Cut lock-screen notifications out of your life


    If you’re moderately tech savvy you can easily get around advertising. On the web you can install an ad blocker to your browser, and television is so much cleaner on ad-free Netflix.

    Over the christmas holidays, bored, and playing around with my phone’s settings I went through and killed lock screen notifications in basically every app except for Whatsapp, and my life is so much better for it.
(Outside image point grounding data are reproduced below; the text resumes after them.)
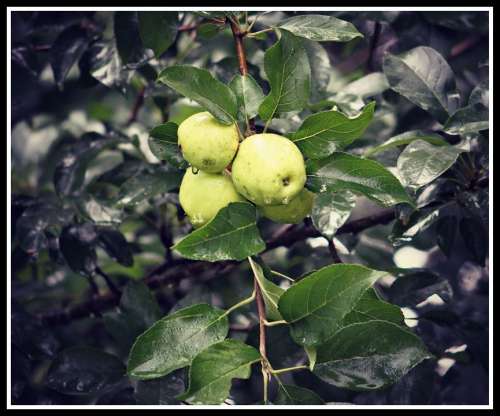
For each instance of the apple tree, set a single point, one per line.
(244, 207)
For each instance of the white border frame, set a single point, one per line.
(260, 407)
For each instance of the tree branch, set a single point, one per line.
(180, 269)
(238, 36)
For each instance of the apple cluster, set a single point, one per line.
(265, 169)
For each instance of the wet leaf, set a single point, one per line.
(173, 341)
(370, 355)
(231, 235)
(84, 370)
(214, 368)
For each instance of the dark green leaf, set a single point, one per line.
(84, 370)
(470, 119)
(200, 86)
(270, 292)
(421, 162)
(161, 391)
(163, 144)
(407, 138)
(158, 30)
(331, 210)
(319, 61)
(115, 244)
(128, 39)
(320, 28)
(174, 341)
(147, 183)
(371, 308)
(413, 287)
(249, 95)
(446, 230)
(77, 243)
(214, 368)
(69, 174)
(66, 50)
(369, 355)
(475, 238)
(35, 220)
(424, 77)
(316, 305)
(367, 86)
(287, 69)
(138, 311)
(323, 133)
(404, 231)
(231, 235)
(342, 171)
(480, 94)
(100, 212)
(294, 395)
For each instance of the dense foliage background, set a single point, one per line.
(95, 212)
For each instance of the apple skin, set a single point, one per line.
(203, 194)
(268, 169)
(206, 143)
(292, 213)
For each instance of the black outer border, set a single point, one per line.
(355, 4)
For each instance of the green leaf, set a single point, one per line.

Lock-screen notifications are this generation’s new type of ad that disguises itself as as a service, but like any advertisement it’s designed to distract you to from whatever it was you were trying to do.
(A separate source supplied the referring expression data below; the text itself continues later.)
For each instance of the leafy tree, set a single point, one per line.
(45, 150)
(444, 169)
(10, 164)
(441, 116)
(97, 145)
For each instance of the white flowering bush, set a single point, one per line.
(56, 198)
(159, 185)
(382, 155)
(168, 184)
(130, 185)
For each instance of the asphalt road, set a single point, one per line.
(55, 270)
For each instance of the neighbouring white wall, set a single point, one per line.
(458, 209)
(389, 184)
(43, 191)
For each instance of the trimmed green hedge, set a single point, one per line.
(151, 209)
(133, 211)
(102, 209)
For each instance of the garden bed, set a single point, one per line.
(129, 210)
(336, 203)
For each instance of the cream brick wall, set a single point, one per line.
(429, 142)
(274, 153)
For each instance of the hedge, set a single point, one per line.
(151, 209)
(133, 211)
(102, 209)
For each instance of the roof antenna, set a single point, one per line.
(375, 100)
    I was reminded of this today by this great The Onion headline: New Facebook Notifications Alert Users When They Not Currently Looking At Facebook

    Take a look at your phone right now – you’ve probably got a notification from Facebook that your mom updated her status (thank goodness you made her one of your “close friends”), Shazam is letting you know about the most popular single in the UK, your newsreader is alerting you to some ‘breaking’ headline, and that free-to-play game you downloaded is dying to let you know your energy levels are full.
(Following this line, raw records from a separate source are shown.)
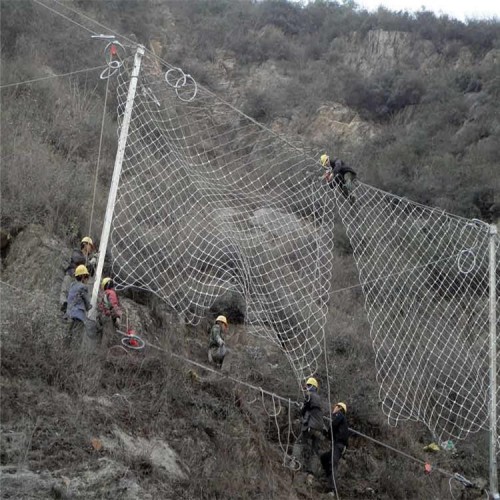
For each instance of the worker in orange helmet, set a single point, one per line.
(217, 346)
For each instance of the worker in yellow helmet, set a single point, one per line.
(338, 433)
(85, 255)
(78, 304)
(217, 346)
(306, 448)
(339, 175)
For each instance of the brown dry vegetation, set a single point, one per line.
(56, 402)
(438, 142)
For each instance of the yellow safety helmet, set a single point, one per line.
(312, 381)
(343, 406)
(222, 319)
(104, 282)
(88, 240)
(81, 270)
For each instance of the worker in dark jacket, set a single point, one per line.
(338, 432)
(108, 303)
(78, 304)
(85, 255)
(306, 449)
(339, 174)
(216, 343)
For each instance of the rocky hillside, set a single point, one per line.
(410, 102)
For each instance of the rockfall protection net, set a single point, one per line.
(425, 279)
(211, 205)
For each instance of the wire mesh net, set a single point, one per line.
(425, 279)
(210, 202)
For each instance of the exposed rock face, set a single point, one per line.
(380, 50)
(340, 122)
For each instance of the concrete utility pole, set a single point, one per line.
(122, 142)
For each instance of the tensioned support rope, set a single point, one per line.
(26, 82)
(289, 402)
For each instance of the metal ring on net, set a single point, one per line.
(460, 261)
(114, 65)
(175, 82)
(186, 79)
(133, 342)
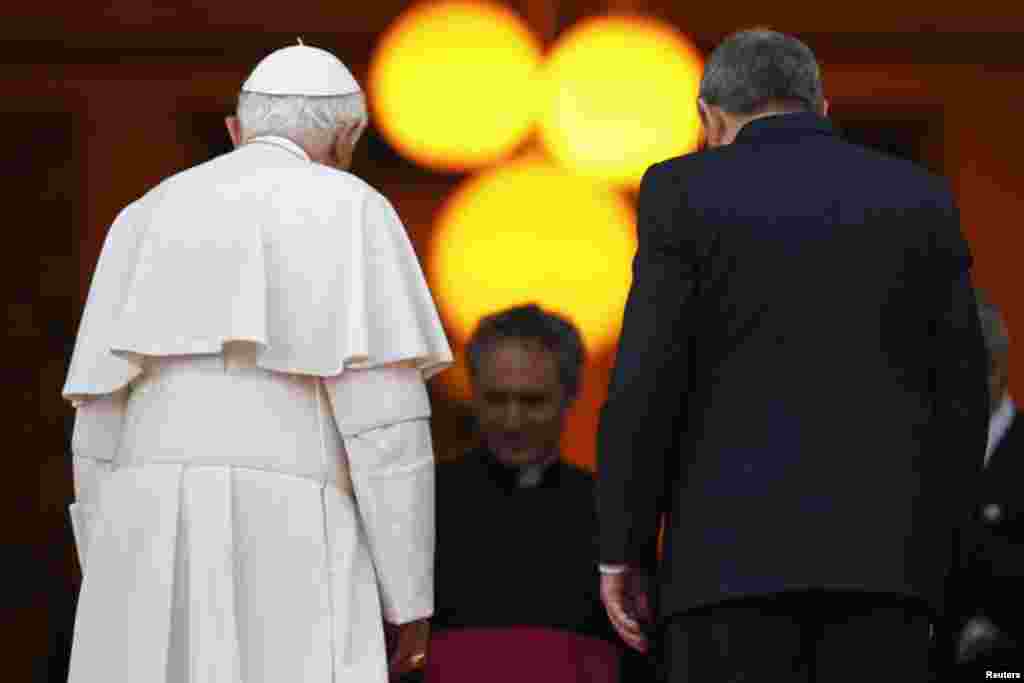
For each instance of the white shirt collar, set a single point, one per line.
(282, 142)
(998, 424)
    I don’t really have anything against Facebook or free games or the news, but if they have any updates they can let me know when I’m looking at their icons on the home screen. When a clickbaity “popular status” Facebook notification turns into red number on the Facebook app icon, you see it rightfully as something not worth your time. Turning them off, or not allowing them in the first place takes two seconds and saves you from the rabbit hole of looking at your phone to do one task, but ending up doing another.

    Gaming your lock screen
    When talking about the rise of free-to-play gaming it’s easy to talk about how the competitive app store pushed prices down to zero, or how in-app purchases provide the financial mechanism to support F2P games. But could you imagine the industry really taking off if they weren’t able to buzz your pocket every 20 minutes to let you know your base was attacked, or that you’ve finally gotten enough fake energy to play Candy Crush again?

    Personally I’m tired of these notifications, but only because they’re effective. Entrepreneurs looking to build traction for their apps would do well to study how the best are playing the notification game. They’re similar to writing headlines for articles – without the right punch to them, no one will open them.